October 6 to October 29, 2017
Station Independent Projects
138 Eldridge Street, New York
I am pleased to present “Bill Durgin: Figure As Ground” at Station Independent Projects. Durgin is an accomplished artist worthy of a solo exhibition which I felt would be best served in this venue. For several years Durgin has been developing a visually challenging body of work that engages the viewer with the formal grounding of a central image—in most cases the body, or a surrogate--within a field of perception that is both visceral and ephemeral. The active aesthetic of Bill Durgin’s current work has to do with absence, or with looking askance from a central figure that draws the eye.

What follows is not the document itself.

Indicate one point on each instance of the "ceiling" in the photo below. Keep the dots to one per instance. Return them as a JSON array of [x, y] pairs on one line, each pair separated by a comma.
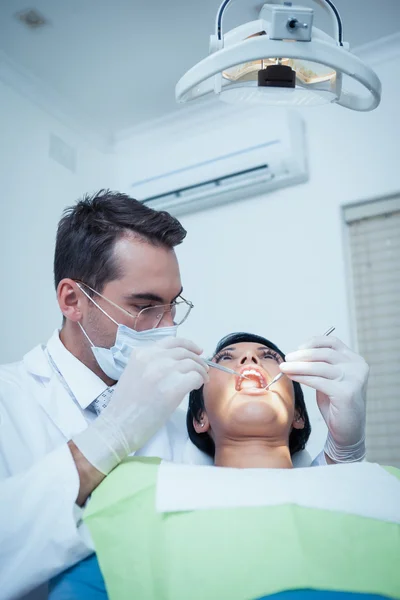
[[115, 63]]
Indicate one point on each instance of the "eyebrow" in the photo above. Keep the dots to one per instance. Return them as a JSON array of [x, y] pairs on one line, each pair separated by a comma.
[[150, 297], [233, 348]]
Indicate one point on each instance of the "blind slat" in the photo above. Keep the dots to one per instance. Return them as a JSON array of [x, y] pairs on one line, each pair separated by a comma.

In the past, his work dealt with an elliptical, nearly surgical, erasure of body parts, or at the least consideration, an erasure of the modes of perspective that allow us to see a body as whole. This runs directly against the convention that photographs are meant as documents, and that the dimensional and narrative aspects of any given photograph are the real subject matter. Of course, every aesthetic has its own legacy, and the one Durgin shows his affinity to dates back to Modernist innovators such as Man Ray and Hans Bellmer. There is a merging of times past, present, and to come, an alternation of the perception of what constitutes a story; there is, ultimately, the creation of an icon. His current work is progressively subtle, pulling away from the viscerality of past work. It is obsessed with the grounding of the figure, or any form disposed as such, into a variable field of perception. Aesthetic appreciation is torn from its origin in lust and is commingled with the visual fold of a mutable and highly charged space where the eye is challenged to define what is both real and beautiful.